Published 02 July 2013  |  

(PA)
Doreen Lawrence, the mother of murdered teenager Stephen Lawrence, talks to the media, with her son Stuart (right) and Imran Khan (left) from her legal team outside New Scotland Yard, central London, following a meeting with Metropolitan Police Commissioner Sir Bernard Hogan-Howe, to discuss claims that undercover police officers hunted for information to smear her family.

Allegations that police attempted to smear the family of murdered teenager Stephen Lawrence must be fully investigated, the Church of England has said. 

Lawrence was 18 when he was killed in a racially-motivated attack by a gang of white youths as he waited at a bus stop in Eltham, south-east London, in 1993.  

Former undercover police officer Peter Francis told the Guardian newspaper that he was asked by superiors to find "dirt" to use against the Lawrence family.  

The Church of England's Committee for Minority Ethnic Anglican Concerns (CMEAC) said a full and independent investigation was necessary to ascertain whether the allegations pointed to a "few bad apples" in the police force or "a rottenness at the core of UK policing". 

"If it is indeed the case that a cohort of officers has been complicit in a prolonged cover up, hiding the truth from the Macpherson enquiry and from the groups both within the Home Office and UK policing that were set up in the wake of Stephen Lawrence's murder and which sought to address the structural failings in how we police our society, then the integrity of all that well intentioned work is called into question, and we would be forced to conclude that a conspiracy of silence has continued until 2013 to prevent the full truth from emerging," the CMEAC said.

The CMEAC went on to say that the allegations resonated with the belief of many black and minority ethnic Anglicans "that institutional racism within UK policing is not simply an entry in the history books, but a sickening reality today".

"We applaud the significant steps forward made in many parts of the country in recent years through sensitive Neighbourhood Policing programmes," it said.

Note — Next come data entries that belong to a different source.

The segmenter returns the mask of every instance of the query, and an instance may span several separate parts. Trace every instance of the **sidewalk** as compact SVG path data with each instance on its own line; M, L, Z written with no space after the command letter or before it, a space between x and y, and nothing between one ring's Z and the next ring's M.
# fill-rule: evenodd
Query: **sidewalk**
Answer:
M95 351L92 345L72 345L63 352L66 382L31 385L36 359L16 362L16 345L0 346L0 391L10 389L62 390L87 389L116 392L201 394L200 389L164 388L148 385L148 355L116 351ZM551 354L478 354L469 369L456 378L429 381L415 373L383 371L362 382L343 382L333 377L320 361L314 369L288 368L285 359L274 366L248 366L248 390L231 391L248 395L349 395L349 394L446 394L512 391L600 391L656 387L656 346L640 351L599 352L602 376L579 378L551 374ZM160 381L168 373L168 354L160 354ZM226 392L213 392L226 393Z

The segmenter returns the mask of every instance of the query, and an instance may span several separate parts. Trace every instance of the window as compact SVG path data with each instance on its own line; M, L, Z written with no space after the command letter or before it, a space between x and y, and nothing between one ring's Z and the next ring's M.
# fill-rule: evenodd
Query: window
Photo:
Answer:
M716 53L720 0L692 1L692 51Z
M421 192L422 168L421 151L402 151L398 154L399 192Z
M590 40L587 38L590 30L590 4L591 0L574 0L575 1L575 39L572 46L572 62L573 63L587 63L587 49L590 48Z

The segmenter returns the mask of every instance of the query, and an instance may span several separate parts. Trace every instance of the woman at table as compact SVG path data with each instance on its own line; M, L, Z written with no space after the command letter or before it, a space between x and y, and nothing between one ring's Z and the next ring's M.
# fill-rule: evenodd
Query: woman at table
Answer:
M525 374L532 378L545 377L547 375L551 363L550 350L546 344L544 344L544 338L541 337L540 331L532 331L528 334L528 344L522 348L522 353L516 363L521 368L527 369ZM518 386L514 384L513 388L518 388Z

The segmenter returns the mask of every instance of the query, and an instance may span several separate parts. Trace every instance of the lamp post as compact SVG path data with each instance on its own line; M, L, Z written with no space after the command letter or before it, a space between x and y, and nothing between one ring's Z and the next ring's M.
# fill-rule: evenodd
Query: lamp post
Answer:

"However, we are now presented with serious allegations that our police services remain tainted by the presence, across the ranks, of those who are prepared to collude, right up to the present day, in a cover up of massive proportions.

"We the Church, with 25 years' experience of addressing racism in our structure, stand ready to play any part we can in the process of discovery, admission of fault, penitence and commitment to finding a new and better future which lies at the heart of all that we, as Christians, stand for.

"This is the way forward to which we now urgently commend all with responsibility for our policing."